Mais quelle sera l'utilité réelle de ce système ?
Le socle du fonctionnement d'un tel programme repose sur la bonne mise en oeuvre de ces échanges de données. Or on sait que dans l'UE actuelle les systèmes d'échanges automatiques de données ne fonctionnent pas toujours. Ainsi, dans le domaine fiscal, la directive 2011/16/UE du Conseil relative à la coopération administrative dans le domaine fiscal, applicable dès 2013 n'a pas été mise en place, si bien que l'Italie, après avoir envoyé ses données fiscales à l'UE, s'est étonnée de ne pas recevoir en retour les informations des autres pays membres et a cessé de fournir des information dès un an après l'entrée en vigueur de la directive. On peut donc légitimement douter de la faisabilité d'un nouveau système d'échange d'informations.

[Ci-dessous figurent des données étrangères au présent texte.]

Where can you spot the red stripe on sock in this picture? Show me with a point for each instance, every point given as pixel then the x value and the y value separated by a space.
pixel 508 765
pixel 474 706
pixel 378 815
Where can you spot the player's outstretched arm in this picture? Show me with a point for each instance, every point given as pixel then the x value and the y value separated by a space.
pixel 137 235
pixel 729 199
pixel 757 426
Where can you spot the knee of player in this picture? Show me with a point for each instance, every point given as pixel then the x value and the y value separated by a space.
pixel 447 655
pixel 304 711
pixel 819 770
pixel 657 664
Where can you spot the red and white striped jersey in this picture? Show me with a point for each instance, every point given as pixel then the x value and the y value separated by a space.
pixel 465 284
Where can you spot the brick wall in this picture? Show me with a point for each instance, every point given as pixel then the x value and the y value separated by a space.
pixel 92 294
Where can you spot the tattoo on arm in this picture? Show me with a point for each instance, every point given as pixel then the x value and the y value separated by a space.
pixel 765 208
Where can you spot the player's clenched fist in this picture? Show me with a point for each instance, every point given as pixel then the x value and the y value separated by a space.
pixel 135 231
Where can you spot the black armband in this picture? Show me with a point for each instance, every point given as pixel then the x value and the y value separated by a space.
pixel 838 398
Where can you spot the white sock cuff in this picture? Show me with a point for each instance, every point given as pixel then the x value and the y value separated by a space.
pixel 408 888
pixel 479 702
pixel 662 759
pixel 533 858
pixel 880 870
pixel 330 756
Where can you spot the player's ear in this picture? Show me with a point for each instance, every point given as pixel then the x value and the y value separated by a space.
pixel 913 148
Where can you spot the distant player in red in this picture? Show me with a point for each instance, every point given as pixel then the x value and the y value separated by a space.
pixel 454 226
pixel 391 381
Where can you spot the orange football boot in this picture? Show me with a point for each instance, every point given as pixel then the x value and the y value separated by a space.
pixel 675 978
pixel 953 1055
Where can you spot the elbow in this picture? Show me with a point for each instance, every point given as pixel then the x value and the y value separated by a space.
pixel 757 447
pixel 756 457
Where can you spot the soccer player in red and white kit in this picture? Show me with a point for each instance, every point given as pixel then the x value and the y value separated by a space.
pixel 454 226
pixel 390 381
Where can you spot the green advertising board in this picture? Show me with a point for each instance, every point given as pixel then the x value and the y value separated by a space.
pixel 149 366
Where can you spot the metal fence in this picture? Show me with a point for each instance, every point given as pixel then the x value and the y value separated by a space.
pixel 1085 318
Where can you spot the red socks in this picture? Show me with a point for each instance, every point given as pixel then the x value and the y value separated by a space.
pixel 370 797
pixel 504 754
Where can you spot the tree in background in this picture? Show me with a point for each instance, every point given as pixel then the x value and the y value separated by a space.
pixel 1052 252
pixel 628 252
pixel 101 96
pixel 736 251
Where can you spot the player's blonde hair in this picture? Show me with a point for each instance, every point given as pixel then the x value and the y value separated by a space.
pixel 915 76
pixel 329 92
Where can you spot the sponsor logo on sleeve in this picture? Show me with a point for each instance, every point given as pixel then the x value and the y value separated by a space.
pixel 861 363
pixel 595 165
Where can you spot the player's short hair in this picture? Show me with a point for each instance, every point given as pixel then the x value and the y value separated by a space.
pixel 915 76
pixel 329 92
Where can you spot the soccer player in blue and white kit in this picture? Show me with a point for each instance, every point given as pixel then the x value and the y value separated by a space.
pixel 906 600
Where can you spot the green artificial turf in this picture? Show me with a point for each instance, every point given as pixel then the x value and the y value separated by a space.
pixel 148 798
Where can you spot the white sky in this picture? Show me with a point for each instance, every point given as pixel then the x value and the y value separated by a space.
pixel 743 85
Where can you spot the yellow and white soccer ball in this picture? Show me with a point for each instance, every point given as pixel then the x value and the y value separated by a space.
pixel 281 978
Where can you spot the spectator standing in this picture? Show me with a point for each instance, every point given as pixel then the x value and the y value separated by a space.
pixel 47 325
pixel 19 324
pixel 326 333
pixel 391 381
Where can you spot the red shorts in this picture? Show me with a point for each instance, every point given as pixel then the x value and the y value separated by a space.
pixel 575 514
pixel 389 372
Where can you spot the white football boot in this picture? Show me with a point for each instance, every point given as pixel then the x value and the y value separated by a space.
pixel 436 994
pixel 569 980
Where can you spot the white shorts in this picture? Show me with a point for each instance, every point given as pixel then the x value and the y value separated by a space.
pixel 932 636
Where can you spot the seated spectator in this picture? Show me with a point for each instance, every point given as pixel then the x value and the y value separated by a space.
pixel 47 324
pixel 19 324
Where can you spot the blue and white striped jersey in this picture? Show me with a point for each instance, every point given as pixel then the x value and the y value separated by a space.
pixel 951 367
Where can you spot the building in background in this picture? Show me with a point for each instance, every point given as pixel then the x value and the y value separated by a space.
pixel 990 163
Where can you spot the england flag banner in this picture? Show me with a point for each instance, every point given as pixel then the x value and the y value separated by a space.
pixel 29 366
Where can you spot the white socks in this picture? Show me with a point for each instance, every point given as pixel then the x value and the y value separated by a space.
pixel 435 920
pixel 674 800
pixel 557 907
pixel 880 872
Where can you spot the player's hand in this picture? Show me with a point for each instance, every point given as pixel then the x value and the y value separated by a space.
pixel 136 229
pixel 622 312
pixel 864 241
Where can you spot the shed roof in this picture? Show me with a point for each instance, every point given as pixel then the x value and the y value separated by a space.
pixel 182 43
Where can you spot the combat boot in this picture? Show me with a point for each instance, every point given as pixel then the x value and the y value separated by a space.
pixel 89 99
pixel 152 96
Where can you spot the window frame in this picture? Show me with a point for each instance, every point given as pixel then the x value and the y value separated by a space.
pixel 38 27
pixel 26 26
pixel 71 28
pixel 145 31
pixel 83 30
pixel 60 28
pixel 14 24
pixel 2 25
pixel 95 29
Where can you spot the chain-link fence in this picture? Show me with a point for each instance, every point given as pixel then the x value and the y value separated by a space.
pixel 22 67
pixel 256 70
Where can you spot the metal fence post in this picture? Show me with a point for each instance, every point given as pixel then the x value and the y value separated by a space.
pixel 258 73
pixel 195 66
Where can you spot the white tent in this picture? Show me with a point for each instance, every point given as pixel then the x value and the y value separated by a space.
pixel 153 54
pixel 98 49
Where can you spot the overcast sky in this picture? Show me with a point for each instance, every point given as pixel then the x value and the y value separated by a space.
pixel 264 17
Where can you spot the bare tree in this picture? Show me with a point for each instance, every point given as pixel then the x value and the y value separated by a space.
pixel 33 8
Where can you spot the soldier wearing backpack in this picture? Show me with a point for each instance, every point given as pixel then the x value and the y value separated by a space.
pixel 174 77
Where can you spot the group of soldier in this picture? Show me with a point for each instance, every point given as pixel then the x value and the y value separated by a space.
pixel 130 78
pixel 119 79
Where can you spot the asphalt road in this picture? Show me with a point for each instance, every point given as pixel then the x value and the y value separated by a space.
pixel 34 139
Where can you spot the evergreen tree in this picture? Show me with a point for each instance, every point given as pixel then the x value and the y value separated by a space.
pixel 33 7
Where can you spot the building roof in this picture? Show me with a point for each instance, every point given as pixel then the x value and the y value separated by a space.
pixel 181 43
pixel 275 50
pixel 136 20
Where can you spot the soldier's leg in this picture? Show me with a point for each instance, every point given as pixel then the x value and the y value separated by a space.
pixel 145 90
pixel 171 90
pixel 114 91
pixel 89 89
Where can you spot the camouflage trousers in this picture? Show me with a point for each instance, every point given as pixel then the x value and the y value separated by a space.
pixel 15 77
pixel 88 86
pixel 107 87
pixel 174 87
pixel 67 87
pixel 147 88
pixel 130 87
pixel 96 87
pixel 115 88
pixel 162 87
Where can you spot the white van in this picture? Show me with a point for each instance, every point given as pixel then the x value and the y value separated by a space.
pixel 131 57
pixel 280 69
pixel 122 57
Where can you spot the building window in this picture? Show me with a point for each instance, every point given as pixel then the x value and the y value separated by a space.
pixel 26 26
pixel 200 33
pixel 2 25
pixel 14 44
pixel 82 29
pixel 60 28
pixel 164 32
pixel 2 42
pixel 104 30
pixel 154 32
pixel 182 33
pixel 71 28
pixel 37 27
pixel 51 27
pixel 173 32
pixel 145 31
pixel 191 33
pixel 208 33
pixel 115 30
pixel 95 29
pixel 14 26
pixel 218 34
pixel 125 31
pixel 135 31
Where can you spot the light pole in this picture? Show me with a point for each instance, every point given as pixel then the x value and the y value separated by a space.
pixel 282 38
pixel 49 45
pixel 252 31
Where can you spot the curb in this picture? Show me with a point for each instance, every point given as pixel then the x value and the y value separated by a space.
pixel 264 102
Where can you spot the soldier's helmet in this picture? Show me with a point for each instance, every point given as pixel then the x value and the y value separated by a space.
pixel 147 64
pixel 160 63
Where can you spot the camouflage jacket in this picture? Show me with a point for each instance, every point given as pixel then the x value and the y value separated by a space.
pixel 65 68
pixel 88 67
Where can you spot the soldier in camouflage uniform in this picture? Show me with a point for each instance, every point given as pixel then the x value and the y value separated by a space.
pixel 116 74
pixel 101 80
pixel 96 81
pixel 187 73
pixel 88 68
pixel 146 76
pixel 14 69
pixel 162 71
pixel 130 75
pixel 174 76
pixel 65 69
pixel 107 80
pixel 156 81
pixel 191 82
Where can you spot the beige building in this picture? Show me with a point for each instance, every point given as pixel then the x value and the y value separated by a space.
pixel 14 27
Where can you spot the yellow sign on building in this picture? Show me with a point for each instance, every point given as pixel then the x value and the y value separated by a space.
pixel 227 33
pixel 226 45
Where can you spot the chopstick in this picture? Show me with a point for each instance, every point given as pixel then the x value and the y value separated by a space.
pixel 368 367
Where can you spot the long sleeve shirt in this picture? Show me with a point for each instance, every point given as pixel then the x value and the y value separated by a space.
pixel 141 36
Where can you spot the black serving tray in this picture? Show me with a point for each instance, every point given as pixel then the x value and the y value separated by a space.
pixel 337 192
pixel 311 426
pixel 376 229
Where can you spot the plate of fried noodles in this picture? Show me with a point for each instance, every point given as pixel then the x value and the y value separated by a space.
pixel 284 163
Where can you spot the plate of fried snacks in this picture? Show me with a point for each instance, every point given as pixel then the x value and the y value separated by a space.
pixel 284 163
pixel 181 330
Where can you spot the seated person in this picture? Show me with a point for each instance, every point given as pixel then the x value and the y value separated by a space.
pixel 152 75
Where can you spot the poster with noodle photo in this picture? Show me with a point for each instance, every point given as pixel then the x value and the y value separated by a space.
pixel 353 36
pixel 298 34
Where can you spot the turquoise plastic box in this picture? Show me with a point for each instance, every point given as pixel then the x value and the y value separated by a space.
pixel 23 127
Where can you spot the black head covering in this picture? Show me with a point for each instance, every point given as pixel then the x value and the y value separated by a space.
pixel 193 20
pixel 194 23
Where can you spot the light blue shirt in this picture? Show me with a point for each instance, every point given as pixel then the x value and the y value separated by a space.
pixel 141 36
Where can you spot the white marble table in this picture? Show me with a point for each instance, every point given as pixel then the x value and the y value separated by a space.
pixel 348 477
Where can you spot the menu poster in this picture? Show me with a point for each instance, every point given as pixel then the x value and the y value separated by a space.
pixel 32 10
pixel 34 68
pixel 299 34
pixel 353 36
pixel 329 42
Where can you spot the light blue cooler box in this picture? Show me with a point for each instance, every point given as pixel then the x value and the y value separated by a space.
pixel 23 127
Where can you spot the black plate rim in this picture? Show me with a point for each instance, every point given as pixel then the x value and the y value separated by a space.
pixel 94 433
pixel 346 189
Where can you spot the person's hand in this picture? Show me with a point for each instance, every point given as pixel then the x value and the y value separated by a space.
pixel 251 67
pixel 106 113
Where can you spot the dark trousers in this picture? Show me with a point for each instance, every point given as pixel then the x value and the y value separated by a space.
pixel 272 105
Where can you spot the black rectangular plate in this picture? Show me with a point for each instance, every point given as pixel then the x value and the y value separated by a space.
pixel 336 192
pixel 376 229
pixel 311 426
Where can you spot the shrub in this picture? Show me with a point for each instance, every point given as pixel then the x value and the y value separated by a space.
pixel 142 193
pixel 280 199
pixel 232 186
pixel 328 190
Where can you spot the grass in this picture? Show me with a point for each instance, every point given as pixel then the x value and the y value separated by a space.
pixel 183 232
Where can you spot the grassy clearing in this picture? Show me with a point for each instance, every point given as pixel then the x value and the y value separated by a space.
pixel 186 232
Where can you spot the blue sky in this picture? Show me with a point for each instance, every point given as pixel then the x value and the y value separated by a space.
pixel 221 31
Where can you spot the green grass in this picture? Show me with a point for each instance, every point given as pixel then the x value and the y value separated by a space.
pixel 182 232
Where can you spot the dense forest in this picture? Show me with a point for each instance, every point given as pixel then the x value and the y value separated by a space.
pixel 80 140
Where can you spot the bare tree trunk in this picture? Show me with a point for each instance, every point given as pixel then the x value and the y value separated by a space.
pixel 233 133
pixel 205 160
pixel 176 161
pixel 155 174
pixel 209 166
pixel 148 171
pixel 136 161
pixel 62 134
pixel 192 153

Mais, surtout, à supposer que les échanges de donnés soient opérationnels, encore faudrait il qu'ils servent à quelque chose. Et là encore, l'UE a tout faux. Le G29, (Groupe européen des autorités de protection des données, ou groupe des CNIL européennes) a constaté dans le cadre du PNR nord-américain, « qu'il n’a jamais été prouvé de façon concluante que la quantité considérable de données passagers collectée est véritablement nécessaire à la lutte contre le terrorisme et la grande criminalité ». De plus, en mars 2014 lors de son audition devant la commission LIBE du Parlement européen, Edward Snowden affirmait à son tour « qu'aucun gouvernement occidental n'a pu établir de preuves tangibles démontrant que de tels programmes sont nécessaires ». En s 'appuyant pour cela sur des enquêtes de la Privacy and Civil Liberties Oversight Board (institution états-unienne) qui montrent également que ces programmes n'ont « jamais arrêté une seule attaque terroriste imminente et n'ont aucune base légale ». Enfin, ce programme ne concerne que le transport aérien alors que la plupart des déplacements en Europe se font par la route ou le train. Les évènements récents nous le confirment : sur les trois auteurs des attaques de janvier 2015, seul l'un d'entre eux a effectué un voyage à l'étranger par avion plusieurs années auparavant. Tandis qu'aucun des assaillants de novembre, à Paris et à Saint-Denis, n'ont pris l'avion pour revenir sur le sol français.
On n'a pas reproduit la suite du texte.